To address these concerns, CARE-C has secured funding from national and international bodies for two new projects:
CURE-SARS: Helping clinicians on the fight against COVID-19 by providing technical solutions to identify the presence of SARS-CoV-2 in indoor medical environments, specifically hospitals and intensive care units (ICUs), and improving our knowledge on the potential spread of the virus. According to the Coordinator of CURE-SARS, Dr Michael Pikridas “the primary aim of CURE-SARS is to inform health professionals working in ICU or hospital clinics on whether their operating protocol puts them in danger and in this way help protect them from unnecessary exposure. Through the project, we also aim to add new knowledge concerning coronavirus, by identifying the size distribution of the virus while airborne, an important information to be considered by public health organizations and epidemiologists when proposing mitigation measures against SARS-CoV-2”.

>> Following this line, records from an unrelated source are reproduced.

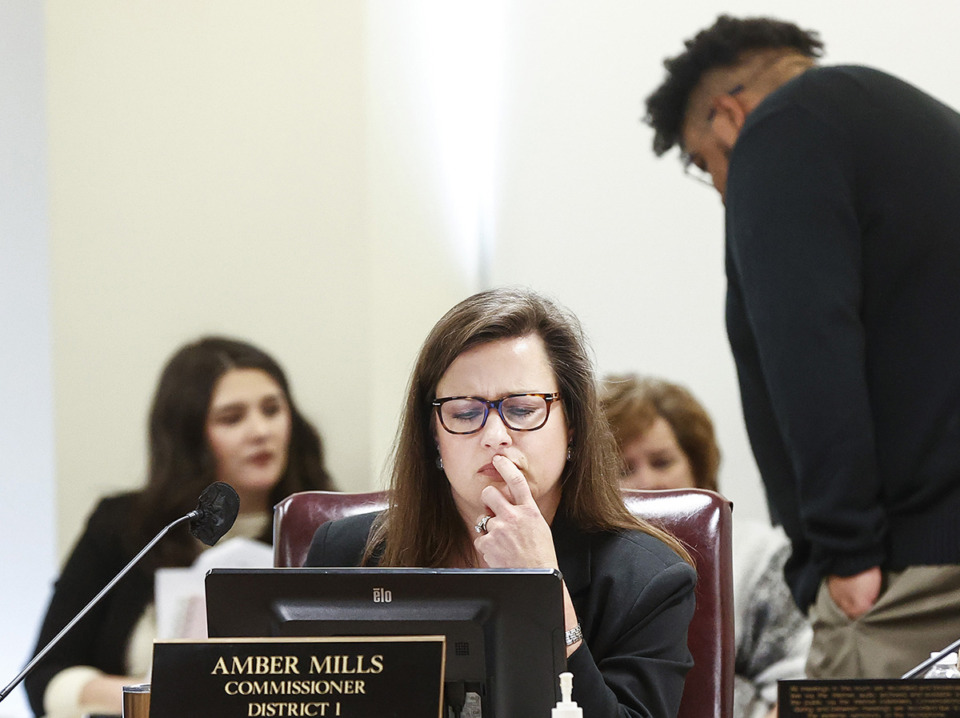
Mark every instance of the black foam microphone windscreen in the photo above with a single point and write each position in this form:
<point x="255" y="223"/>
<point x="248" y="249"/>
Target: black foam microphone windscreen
<point x="216" y="511"/>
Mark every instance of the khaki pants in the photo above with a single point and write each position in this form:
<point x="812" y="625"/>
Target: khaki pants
<point x="917" y="613"/>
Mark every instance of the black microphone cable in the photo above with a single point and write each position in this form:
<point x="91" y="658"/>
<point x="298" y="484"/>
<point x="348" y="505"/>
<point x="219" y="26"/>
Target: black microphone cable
<point x="216" y="511"/>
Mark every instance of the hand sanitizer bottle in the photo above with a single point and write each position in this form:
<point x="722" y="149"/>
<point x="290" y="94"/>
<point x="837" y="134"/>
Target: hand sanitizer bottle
<point x="946" y="667"/>
<point x="566" y="708"/>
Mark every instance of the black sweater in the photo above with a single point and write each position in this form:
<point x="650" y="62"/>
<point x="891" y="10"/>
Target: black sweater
<point x="843" y="312"/>
<point x="633" y="595"/>
<point x="100" y="639"/>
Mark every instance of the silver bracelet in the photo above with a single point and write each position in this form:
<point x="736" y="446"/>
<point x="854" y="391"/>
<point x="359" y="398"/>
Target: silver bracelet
<point x="573" y="635"/>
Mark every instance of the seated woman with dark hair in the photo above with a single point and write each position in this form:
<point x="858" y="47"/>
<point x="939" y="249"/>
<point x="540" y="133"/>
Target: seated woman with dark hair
<point x="503" y="460"/>
<point x="222" y="412"/>
<point x="667" y="441"/>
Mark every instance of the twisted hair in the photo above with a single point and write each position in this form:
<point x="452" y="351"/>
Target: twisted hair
<point x="721" y="45"/>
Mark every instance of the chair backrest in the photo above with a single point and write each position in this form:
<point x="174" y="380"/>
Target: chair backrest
<point x="700" y="519"/>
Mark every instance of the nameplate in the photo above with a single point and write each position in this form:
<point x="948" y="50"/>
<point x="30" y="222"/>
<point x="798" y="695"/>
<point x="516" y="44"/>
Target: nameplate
<point x="882" y="698"/>
<point x="398" y="676"/>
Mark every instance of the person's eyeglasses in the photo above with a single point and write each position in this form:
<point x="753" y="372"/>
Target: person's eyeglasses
<point x="693" y="169"/>
<point x="520" y="412"/>
<point x="690" y="161"/>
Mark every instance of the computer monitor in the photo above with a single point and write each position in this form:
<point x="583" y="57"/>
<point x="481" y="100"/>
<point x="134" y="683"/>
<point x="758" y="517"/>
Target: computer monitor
<point x="504" y="627"/>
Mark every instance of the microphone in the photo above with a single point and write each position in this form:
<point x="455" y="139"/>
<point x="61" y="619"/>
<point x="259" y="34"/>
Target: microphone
<point x="216" y="511"/>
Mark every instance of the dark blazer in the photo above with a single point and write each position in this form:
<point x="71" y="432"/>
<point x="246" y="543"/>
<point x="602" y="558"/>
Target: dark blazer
<point x="633" y="595"/>
<point x="100" y="639"/>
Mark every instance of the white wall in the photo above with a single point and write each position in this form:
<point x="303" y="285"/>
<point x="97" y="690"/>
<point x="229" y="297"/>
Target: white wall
<point x="27" y="516"/>
<point x="326" y="177"/>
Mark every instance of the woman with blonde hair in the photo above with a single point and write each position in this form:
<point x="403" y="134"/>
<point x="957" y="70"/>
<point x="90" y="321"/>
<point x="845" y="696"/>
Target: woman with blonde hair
<point x="667" y="441"/>
<point x="222" y="411"/>
<point x="503" y="460"/>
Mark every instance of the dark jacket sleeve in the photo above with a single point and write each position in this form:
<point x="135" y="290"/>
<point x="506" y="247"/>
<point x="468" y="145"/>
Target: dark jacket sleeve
<point x="100" y="639"/>
<point x="635" y="610"/>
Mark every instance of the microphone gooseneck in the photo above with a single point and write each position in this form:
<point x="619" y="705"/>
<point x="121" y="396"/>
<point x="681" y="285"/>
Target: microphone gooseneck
<point x="215" y="513"/>
<point x="213" y="517"/>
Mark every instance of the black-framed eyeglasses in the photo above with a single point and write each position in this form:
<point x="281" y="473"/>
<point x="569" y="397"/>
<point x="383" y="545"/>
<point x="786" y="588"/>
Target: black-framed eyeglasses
<point x="520" y="412"/>
<point x="690" y="161"/>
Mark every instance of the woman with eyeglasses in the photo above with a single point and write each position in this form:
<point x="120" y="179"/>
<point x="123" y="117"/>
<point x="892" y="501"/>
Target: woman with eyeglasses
<point x="504" y="460"/>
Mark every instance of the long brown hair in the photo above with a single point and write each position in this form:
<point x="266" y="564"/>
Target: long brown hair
<point x="181" y="464"/>
<point x="422" y="527"/>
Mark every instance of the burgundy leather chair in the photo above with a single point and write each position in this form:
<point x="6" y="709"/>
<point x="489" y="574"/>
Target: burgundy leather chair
<point x="699" y="518"/>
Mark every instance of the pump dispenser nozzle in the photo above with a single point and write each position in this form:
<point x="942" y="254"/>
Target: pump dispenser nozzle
<point x="566" y="708"/>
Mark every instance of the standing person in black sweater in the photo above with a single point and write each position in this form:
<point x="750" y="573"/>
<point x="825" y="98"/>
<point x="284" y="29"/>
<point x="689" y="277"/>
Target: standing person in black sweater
<point x="842" y="194"/>
<point x="223" y="411"/>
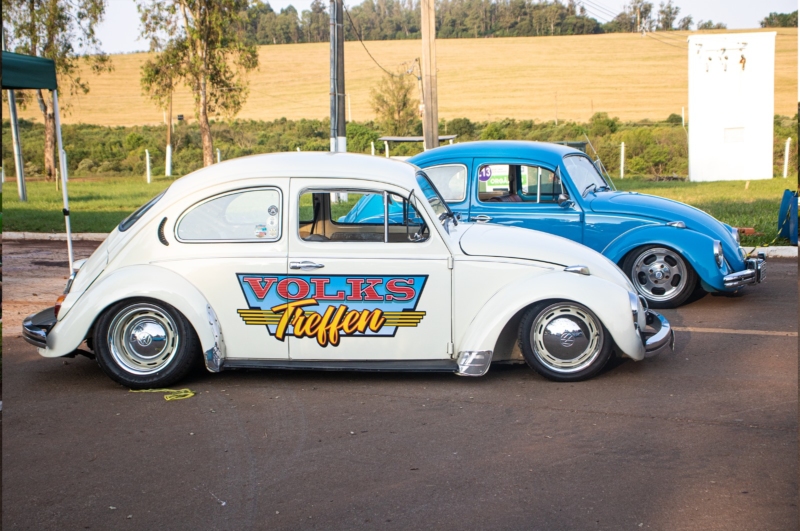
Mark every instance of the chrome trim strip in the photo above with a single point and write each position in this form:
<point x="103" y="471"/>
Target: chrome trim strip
<point x="662" y="340"/>
<point x="581" y="270"/>
<point x="474" y="362"/>
<point x="755" y="273"/>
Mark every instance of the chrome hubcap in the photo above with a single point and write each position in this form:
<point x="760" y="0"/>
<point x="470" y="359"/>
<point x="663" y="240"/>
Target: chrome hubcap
<point x="566" y="337"/>
<point x="659" y="274"/>
<point x="143" y="339"/>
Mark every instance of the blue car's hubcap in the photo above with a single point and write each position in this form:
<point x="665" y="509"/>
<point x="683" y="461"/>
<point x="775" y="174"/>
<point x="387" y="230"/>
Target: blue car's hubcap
<point x="659" y="274"/>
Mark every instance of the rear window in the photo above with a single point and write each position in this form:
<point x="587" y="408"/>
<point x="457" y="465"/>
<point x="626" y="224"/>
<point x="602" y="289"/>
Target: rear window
<point x="139" y="212"/>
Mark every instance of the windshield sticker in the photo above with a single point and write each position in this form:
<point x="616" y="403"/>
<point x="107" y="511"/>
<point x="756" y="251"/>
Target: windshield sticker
<point x="332" y="306"/>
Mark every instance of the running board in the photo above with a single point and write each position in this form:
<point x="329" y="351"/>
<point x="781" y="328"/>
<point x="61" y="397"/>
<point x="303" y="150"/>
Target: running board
<point x="361" y="366"/>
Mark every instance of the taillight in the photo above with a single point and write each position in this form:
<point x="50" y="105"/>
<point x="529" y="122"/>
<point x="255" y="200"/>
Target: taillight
<point x="58" y="304"/>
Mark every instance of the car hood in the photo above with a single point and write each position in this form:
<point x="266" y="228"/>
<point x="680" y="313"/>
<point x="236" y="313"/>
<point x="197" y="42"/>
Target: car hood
<point x="481" y="239"/>
<point x="661" y="209"/>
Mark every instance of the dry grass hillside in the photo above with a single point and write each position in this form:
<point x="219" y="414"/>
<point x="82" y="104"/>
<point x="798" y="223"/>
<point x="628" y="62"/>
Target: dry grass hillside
<point x="626" y="75"/>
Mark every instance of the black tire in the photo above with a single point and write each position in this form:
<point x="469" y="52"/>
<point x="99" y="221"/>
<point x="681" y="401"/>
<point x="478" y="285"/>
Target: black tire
<point x="661" y="275"/>
<point x="143" y="343"/>
<point x="564" y="341"/>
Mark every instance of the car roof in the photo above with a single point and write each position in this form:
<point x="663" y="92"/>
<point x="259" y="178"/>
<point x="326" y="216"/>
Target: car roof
<point x="541" y="151"/>
<point x="298" y="164"/>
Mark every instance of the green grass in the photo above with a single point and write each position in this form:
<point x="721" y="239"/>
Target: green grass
<point x="98" y="205"/>
<point x="729" y="201"/>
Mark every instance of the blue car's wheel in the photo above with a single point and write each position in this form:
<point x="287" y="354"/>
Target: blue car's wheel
<point x="661" y="275"/>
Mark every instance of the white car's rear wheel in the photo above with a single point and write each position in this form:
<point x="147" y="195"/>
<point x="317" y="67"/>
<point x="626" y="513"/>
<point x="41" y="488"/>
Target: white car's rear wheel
<point x="564" y="341"/>
<point x="143" y="343"/>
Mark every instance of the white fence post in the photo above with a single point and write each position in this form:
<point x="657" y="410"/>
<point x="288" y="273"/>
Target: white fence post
<point x="786" y="158"/>
<point x="147" y="163"/>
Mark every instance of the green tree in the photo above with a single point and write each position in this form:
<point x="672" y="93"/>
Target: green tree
<point x="64" y="31"/>
<point x="780" y="20"/>
<point x="394" y="104"/>
<point x="198" y="43"/>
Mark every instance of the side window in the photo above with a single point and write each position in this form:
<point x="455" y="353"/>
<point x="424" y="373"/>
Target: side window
<point x="539" y="184"/>
<point x="515" y="183"/>
<point x="450" y="180"/>
<point x="242" y="216"/>
<point x="357" y="216"/>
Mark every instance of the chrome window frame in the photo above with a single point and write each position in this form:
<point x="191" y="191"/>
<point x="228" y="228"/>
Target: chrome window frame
<point x="200" y="203"/>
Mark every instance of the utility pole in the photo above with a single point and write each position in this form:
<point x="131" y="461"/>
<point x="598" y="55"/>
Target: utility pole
<point x="430" y="117"/>
<point x="338" y="125"/>
<point x="168" y="166"/>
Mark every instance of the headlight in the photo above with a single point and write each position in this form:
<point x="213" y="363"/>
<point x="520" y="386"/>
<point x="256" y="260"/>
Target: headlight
<point x="718" y="256"/>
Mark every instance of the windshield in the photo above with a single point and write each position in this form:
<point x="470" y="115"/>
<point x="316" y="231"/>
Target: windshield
<point x="584" y="174"/>
<point x="432" y="195"/>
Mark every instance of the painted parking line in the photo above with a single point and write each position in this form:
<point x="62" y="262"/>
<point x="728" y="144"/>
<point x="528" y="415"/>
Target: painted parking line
<point x="734" y="331"/>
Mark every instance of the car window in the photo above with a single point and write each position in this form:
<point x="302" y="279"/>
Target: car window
<point x="139" y="212"/>
<point x="539" y="184"/>
<point x="583" y="173"/>
<point x="248" y="215"/>
<point x="515" y="183"/>
<point x="356" y="216"/>
<point x="450" y="180"/>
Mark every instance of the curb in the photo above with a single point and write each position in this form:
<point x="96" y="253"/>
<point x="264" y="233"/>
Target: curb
<point x="771" y="252"/>
<point x="56" y="236"/>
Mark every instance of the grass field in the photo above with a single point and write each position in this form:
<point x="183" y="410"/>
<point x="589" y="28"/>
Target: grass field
<point x="99" y="205"/>
<point x="626" y="75"/>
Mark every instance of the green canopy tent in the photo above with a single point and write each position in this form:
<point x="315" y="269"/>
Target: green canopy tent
<point x="22" y="72"/>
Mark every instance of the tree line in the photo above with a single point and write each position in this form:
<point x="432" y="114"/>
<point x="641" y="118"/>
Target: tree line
<point x="400" y="19"/>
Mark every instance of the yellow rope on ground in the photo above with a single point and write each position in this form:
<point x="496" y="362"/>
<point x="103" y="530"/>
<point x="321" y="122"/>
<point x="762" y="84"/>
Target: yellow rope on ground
<point x="174" y="394"/>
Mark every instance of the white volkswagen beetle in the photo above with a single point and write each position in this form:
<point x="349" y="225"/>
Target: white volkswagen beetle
<point x="252" y="263"/>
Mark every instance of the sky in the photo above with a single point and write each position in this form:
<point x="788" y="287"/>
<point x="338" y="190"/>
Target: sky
<point x="119" y="32"/>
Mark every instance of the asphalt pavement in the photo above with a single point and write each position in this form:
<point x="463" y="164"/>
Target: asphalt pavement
<point x="702" y="438"/>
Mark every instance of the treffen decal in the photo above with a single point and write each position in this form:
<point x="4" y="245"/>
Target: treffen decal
<point x="329" y="307"/>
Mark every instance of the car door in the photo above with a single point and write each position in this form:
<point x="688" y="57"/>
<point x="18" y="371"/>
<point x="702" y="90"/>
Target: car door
<point x="361" y="287"/>
<point x="523" y="193"/>
<point x="232" y="245"/>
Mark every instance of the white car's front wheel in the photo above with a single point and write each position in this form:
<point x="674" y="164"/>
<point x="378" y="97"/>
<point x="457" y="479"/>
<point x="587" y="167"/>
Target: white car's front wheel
<point x="143" y="343"/>
<point x="564" y="341"/>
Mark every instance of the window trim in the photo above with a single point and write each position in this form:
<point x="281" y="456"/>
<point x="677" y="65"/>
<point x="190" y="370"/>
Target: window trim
<point x="200" y="203"/>
<point x="466" y="179"/>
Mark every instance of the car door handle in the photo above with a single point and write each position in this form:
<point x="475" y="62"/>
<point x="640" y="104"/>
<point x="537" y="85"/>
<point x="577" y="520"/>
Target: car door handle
<point x="305" y="265"/>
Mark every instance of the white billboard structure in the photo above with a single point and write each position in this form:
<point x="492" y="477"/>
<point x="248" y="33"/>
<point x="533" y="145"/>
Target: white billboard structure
<point x="731" y="106"/>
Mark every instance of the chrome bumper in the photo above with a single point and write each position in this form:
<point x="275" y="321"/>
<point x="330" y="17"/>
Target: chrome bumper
<point x="661" y="338"/>
<point x="756" y="272"/>
<point x="36" y="327"/>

AIR-COVID-Network: Developing and testing the potential of a network of sampling points for the monitoring and timely detection of SARS-CoV-2 in the air within busy indoor public spaces (such as airports, shops, restaurants) that routinely integrate exhaled aerosols from tens to hundreds of individuals within the span of a few hours. In close collaboration with public departments of the Cyprus Government, field tests to be performed within SARS-CoV-2 contaminated indoor environments of General Hospital in Cyprus, will allow for the rapid development of an optimal and low-cost “SARS-CoV-2 filtration unit” and its deployment within a network of several monitoring points in Cyprus in the coming months.
Prof. Jean Sciare, Director of CARE-C and Coordinator of the AIR-COVID-Network project notes that the “continuous monitoring of the air has the potential of quickly alerting us to risks of local contamination, and can enable the taking of targeted and timely mitigation actions (such as lockdowns and disinfections) to geolocate the presence of new emerging infectious clusters and contain the large-scale spreading of the virus. Networks have already demonstrated their potential to detect airborne viruses within crowded, indoor environments, but to the best of our knowledge, we are the firsts to test the potential of such a network in relation to the SARS-CoV-2 coronavirus”.
Further, in relation to the Center’s projects, Prof Sciare notes that “the approaches proposed aim to offer simple and cost-effective options for monitoring the spread of the coronavirus, in addition to the time-consuming and expensive method of random COVID-19 screening tests of large subsets of the population that has been employed so far. We are aiming for this to be a means through which research and innovation can help us more rapidly and effectively monitor the spread of the coronavirus and support efforts to contain it”.
The projects CURE-SARS (CONCEPT-COVID/0420/0015) and AIR-COVID-NETWORK (CONCEPT-COVID/0420/0014) are co-financed by the European Regional Development Fund and the Republic of Cyprus through the Research and Innovation Foundation. AIR-COVID-NETWORK has also received funding from Agence Universitaire de la Francophonie (AUF).